More disclosures, fewer select allocations wanted

November 25, 2003|By BLOOMBERG NEWS

NEW YORK - The National Association of Securities Dealers, the brokerage industry's own regulator, proposed new rules yesterday to end abuses in initial public stock offerings that investors say have cost them billions of dollars in losses.

The rules would force underwriters that manage such sales to disclose how many people applied to buy the shares and how the shares ultimately were divided up. The rules would also prohibit brokers from accepting "market orders" to buy IPO shares at prevailing market prices for one trading day after the sale.

The NASD is targeting certain IPO practices after allegations from investors that new stock offerings were rigged and that investment banks allocated shares of sought-after stocks to company executives to lure other business.

"It's an effort to target the worst abuses," said Roy Smith, a former Goldman Sachs Group Inc. partner who is now a professor of finance at New York University. "The NASD is saying here are the doors you can't pass through."

Market orders were the source of first-day gains in many Internet IPOs as investors shut out of the sale placed orders to buy in initial trading. Many such orders were filled after the share price had doubled or tripled, leaving investors with losses after prices subsequently declined.

Other new rules would extend "lockup" periods, when officers and directors aren't able to sell shares, to include shares received by customers or associates of the issuing company in so-called "friends and family" programs. They would also impose new notification requirements when lockup periods are waived. Underwriters also could not use reneged trades to benefit favored clients, the proposed rules say.
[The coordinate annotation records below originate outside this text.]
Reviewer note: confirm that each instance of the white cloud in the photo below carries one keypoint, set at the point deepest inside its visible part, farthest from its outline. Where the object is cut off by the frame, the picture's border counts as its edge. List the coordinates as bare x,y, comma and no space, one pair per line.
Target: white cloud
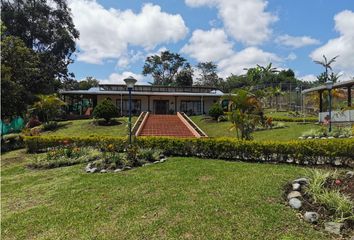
209,45
296,42
246,21
308,78
292,56
342,46
107,33
118,78
247,58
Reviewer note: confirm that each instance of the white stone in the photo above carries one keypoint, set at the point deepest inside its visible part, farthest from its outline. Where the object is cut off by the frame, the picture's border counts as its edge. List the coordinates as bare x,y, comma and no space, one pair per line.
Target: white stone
93,170
301,181
333,227
296,186
295,203
311,217
294,194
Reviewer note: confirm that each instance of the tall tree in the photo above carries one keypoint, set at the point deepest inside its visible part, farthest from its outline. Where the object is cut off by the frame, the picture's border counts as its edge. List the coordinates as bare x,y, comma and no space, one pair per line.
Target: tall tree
185,77
208,74
165,67
327,65
19,65
49,31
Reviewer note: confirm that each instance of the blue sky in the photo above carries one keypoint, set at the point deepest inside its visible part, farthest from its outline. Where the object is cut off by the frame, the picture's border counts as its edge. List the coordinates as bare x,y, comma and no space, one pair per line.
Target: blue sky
116,36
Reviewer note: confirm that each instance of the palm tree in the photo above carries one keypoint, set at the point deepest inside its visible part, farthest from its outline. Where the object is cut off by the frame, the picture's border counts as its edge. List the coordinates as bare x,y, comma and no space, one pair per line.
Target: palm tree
326,64
277,92
245,108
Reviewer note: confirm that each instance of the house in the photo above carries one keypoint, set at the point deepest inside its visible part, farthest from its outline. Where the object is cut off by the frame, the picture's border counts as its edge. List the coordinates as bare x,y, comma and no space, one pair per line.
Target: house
346,111
194,100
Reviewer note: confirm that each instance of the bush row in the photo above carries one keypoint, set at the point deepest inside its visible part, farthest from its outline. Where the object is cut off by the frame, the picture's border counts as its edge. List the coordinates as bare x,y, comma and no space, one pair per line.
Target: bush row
331,151
295,119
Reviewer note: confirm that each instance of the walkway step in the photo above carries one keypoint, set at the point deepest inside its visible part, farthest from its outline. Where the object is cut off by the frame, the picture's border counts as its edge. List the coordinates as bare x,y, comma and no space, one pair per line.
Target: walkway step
165,125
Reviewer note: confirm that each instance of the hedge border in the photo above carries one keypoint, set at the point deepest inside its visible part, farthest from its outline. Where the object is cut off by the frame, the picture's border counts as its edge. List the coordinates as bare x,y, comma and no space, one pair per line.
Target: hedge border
338,152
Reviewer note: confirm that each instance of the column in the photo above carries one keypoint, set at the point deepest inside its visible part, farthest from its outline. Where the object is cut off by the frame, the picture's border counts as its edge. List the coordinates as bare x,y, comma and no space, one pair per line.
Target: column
349,96
321,103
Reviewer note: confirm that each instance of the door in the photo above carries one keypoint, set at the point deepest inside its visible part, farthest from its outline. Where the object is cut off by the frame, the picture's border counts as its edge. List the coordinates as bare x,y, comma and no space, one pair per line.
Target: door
161,106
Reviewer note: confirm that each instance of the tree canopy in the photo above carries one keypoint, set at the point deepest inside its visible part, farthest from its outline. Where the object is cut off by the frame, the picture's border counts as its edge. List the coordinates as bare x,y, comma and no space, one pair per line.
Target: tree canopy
37,42
208,74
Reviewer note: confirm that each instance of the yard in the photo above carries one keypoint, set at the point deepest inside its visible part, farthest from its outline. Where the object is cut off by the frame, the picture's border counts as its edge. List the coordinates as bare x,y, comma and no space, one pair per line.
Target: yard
293,130
86,128
183,198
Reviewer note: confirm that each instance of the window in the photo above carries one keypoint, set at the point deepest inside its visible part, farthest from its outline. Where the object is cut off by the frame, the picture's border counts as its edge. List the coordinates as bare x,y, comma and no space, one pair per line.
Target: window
136,106
191,107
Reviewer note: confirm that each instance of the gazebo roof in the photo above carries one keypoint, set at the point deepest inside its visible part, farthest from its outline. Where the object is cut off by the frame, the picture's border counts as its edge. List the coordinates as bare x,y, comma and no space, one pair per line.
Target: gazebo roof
349,83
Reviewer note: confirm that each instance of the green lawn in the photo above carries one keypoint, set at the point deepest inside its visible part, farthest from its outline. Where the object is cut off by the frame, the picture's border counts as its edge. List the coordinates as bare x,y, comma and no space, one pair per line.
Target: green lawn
183,198
85,128
222,129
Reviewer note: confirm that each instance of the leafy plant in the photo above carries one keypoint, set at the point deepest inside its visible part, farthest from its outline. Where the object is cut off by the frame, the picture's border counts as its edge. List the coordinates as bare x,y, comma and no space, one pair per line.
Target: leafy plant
216,111
105,110
50,126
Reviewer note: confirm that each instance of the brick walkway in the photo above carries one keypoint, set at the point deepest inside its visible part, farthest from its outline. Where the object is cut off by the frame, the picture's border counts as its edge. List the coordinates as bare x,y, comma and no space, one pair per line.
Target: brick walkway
165,125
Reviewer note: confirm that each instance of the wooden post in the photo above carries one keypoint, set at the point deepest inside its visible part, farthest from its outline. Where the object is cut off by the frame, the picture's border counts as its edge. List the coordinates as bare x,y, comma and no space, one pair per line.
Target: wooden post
321,104
349,96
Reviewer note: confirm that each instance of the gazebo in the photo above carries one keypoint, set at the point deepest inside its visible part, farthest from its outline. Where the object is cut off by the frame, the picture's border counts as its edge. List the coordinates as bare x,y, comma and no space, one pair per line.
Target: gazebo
345,115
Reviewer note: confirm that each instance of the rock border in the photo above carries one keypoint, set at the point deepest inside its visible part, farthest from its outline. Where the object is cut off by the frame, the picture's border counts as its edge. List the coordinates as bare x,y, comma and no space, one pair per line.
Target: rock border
295,199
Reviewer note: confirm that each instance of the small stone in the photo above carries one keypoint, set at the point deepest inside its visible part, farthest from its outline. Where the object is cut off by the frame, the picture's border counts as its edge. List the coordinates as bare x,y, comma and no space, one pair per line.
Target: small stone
296,186
349,174
294,194
301,181
333,227
93,170
295,203
311,217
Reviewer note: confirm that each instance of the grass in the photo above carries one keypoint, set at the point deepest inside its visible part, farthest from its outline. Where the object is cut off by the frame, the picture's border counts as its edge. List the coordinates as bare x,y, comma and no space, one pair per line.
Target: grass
85,128
222,129
183,198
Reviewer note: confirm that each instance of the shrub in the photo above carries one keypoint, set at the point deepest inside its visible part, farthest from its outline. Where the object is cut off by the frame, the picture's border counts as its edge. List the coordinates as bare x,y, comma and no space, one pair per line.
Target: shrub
64,156
294,119
50,126
327,151
105,110
216,111
149,154
333,200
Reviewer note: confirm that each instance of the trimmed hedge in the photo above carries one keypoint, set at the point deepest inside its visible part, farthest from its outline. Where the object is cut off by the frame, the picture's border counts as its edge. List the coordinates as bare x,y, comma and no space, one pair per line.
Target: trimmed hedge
313,152
295,119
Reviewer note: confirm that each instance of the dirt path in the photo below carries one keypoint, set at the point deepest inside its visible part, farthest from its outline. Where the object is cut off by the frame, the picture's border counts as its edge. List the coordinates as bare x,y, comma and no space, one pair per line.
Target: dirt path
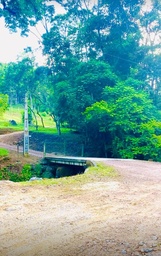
112,218
118,217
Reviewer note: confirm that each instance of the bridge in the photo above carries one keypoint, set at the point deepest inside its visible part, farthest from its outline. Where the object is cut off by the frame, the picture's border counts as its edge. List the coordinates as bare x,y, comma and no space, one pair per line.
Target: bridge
56,167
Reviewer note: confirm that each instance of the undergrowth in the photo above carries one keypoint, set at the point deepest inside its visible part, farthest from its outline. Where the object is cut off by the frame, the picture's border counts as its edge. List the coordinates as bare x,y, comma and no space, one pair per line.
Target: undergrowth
99,172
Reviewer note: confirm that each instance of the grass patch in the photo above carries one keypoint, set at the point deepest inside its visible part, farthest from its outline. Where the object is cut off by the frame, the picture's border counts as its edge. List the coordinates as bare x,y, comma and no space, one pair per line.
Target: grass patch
100,172
3,152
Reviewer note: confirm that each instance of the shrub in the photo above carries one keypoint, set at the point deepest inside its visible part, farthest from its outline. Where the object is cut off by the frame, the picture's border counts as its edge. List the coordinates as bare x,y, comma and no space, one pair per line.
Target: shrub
24,175
3,152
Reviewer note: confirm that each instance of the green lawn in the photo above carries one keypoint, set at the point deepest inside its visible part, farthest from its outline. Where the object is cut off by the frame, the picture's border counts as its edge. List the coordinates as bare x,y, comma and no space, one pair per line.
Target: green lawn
15,113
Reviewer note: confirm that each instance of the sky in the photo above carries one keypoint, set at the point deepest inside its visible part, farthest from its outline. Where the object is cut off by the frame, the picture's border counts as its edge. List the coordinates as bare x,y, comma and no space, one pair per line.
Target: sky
12,45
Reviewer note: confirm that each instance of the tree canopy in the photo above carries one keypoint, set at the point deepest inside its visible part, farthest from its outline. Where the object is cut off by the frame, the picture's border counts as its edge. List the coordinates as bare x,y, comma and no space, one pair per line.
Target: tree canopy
102,76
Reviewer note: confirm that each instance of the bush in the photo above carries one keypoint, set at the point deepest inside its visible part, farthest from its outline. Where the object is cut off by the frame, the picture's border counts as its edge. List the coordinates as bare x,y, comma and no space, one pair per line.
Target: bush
24,175
3,152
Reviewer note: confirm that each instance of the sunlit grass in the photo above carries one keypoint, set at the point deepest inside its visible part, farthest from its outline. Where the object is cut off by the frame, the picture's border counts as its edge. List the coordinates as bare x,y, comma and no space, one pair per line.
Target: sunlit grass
3,152
15,113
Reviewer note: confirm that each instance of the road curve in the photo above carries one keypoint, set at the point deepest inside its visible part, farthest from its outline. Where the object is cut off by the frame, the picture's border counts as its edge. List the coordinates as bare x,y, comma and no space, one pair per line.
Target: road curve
136,169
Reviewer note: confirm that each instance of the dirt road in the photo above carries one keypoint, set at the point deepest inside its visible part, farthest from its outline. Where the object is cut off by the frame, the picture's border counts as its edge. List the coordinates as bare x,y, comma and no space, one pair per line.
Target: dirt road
112,218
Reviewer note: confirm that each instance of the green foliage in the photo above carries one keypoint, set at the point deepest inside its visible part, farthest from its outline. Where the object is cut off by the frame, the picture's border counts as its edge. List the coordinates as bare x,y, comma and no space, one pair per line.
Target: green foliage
3,103
3,152
24,175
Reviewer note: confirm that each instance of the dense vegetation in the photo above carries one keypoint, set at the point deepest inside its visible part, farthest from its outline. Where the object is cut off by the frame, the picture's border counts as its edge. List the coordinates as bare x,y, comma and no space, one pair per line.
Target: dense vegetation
102,76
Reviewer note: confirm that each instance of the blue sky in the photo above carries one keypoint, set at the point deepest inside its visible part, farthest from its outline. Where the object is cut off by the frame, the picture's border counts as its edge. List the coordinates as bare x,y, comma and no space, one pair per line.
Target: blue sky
13,44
The proposal comes five months after Razorfish Inc., Red Hat Inc. and 307 other companies that went public during the Internet boom of the late 1990s reached a $1 billion settlement with investors who said their stock offerings were rigged.

"These proposals further address conflicts of interest in the IPO market, and are an important addition to the regulatory initiatives that address abusive and unethical practices that have occurred with IPOs," NASD Chairman and Chief Executive Officer Robert R. Glauber said in a statement.

In 2002, Credit Suisse First Boston Corp. agreed to pay $100 million to settle Securities and Exchange Commission charges that the firm allotted IPO shares in exchange for investor kickbacks in the form of trading fees. Frank Quattrone, CSFB's former top executive in Silicon Valley, was charged by the NASD this year with "spinning," or giving access to IPOs to executives in return for future business. He is to be retried after a mistrial was declared last month.

The NASD said it would also request public comment on additional measures to insure the fair pricing of newly offered shares.